Literature | SUPPLEMENTARY Literature (core material will be in lecture notes) Brenner, Susanne C.; Scott, L. Ridgway The mathematical theory of finite element methods. Third edition. Texts in Applied Mathematics, 15. Springer, New York, 2008. xviii+397 pp. A. Ern and J.L. Guermond: Theory and Practice of Finite Element Methods, Springer Applied Mathematical Sciences Vol. 159, Springer, 1st Ed. 2004, 2nd Ed. 2015. R. Verfürth: A Posteriori Error Estimation Techniques for Finite Element Methods, Oxford University Press, 2013 Additional Literature: D. Braess: Finite Elements, THIRD Ed., Cambridge Univ.
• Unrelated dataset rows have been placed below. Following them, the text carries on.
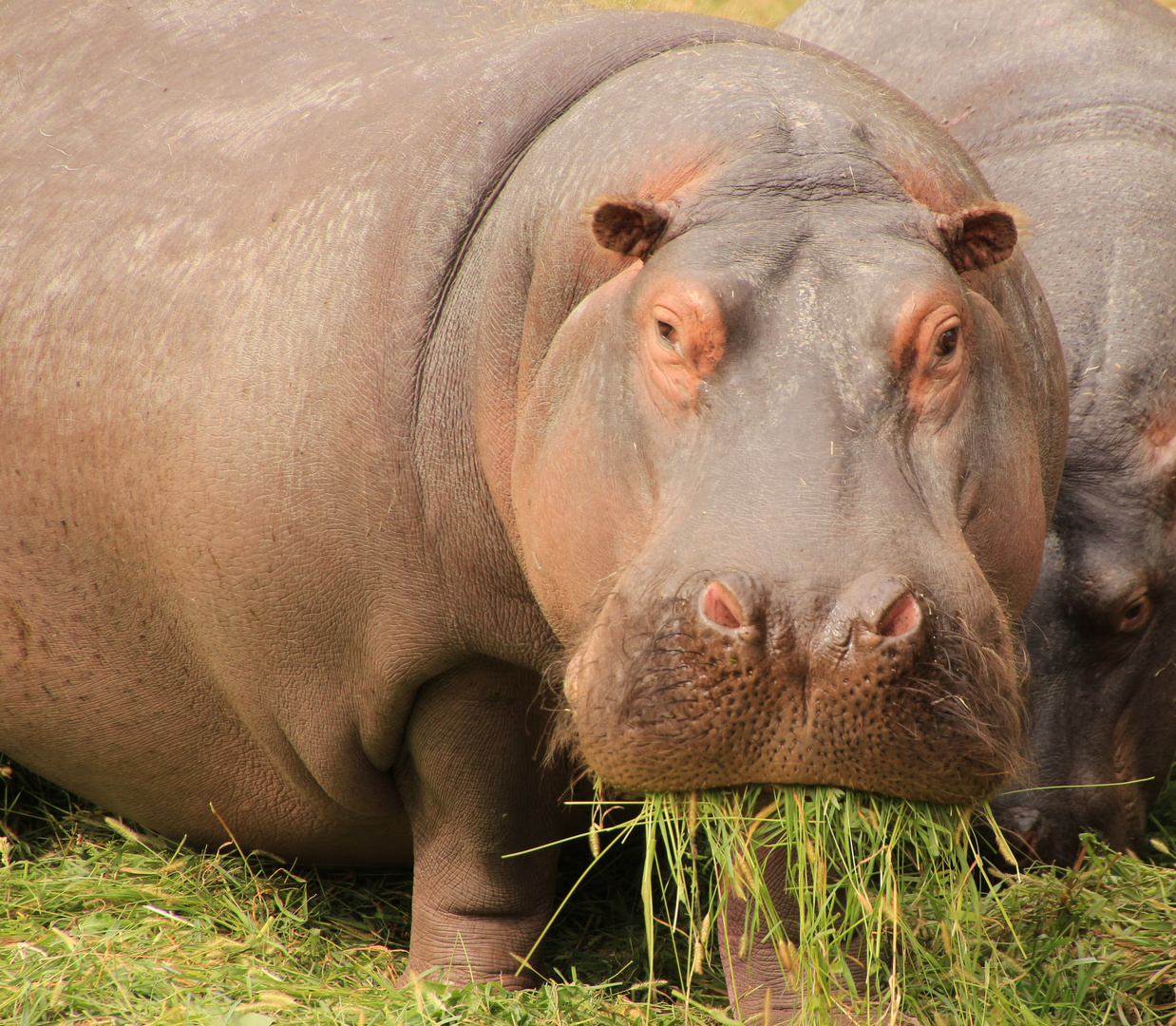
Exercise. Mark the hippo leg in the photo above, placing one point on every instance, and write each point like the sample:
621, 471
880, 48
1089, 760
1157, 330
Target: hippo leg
756, 985
475, 788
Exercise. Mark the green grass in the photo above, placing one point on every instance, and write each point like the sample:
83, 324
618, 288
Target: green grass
937, 933
103, 922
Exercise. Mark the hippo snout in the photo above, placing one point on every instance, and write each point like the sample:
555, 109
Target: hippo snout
737, 678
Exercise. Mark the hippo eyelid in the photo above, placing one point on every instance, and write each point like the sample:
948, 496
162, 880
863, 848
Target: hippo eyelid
1135, 612
947, 343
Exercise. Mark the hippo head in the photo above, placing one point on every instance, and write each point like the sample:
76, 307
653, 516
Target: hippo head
1098, 631
780, 479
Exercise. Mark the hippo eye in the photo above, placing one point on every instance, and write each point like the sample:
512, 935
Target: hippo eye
668, 332
947, 343
1135, 613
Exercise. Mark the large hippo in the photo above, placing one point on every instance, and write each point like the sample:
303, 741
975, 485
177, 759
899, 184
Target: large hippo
1069, 108
365, 369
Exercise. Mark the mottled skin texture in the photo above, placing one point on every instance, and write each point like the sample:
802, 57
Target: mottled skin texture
332, 425
1069, 108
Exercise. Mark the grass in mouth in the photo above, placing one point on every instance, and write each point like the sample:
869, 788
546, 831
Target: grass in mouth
103, 922
898, 919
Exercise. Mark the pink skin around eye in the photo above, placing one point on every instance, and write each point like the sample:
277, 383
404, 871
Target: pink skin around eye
682, 340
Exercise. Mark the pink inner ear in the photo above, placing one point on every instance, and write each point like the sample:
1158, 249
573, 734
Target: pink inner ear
721, 607
1160, 438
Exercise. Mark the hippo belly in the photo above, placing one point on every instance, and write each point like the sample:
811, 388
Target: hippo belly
1069, 108
364, 376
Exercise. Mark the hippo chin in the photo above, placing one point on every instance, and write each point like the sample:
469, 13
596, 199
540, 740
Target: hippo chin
1069, 108
360, 369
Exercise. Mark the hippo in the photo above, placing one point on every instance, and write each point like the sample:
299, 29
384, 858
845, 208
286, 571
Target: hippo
1069, 108
370, 370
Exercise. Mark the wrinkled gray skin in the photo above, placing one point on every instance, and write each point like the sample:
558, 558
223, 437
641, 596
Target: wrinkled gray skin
1069, 108
330, 429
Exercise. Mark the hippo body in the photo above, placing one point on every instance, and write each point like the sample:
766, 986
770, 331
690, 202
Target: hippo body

Press, (2007). (Also available in German.) Brezis, Haim Functional analysis, Sobolev spaces and partial differential equations. Universitext. Springer, New York, 2011. xiv+599 pp. D. A. Di Pietro and A. Ern, Mathematical Aspects of Discontinuous Galerkin Methods, vol. 69 SMAI Mathématiques et Applications, Springer, 2012 [DOI: 10.1007/978-3-642-22980-0] V. Thomee: Galerkin Finite Element Methods for Parabolic Problems, SECOND Ed., Springer Verlag (2006). |

Prerequisites / Notice | Practical exercises based on MATLAB Former title of the course unit: Numerical Methods for Elliptic and Parabolic Partial Differential Equations |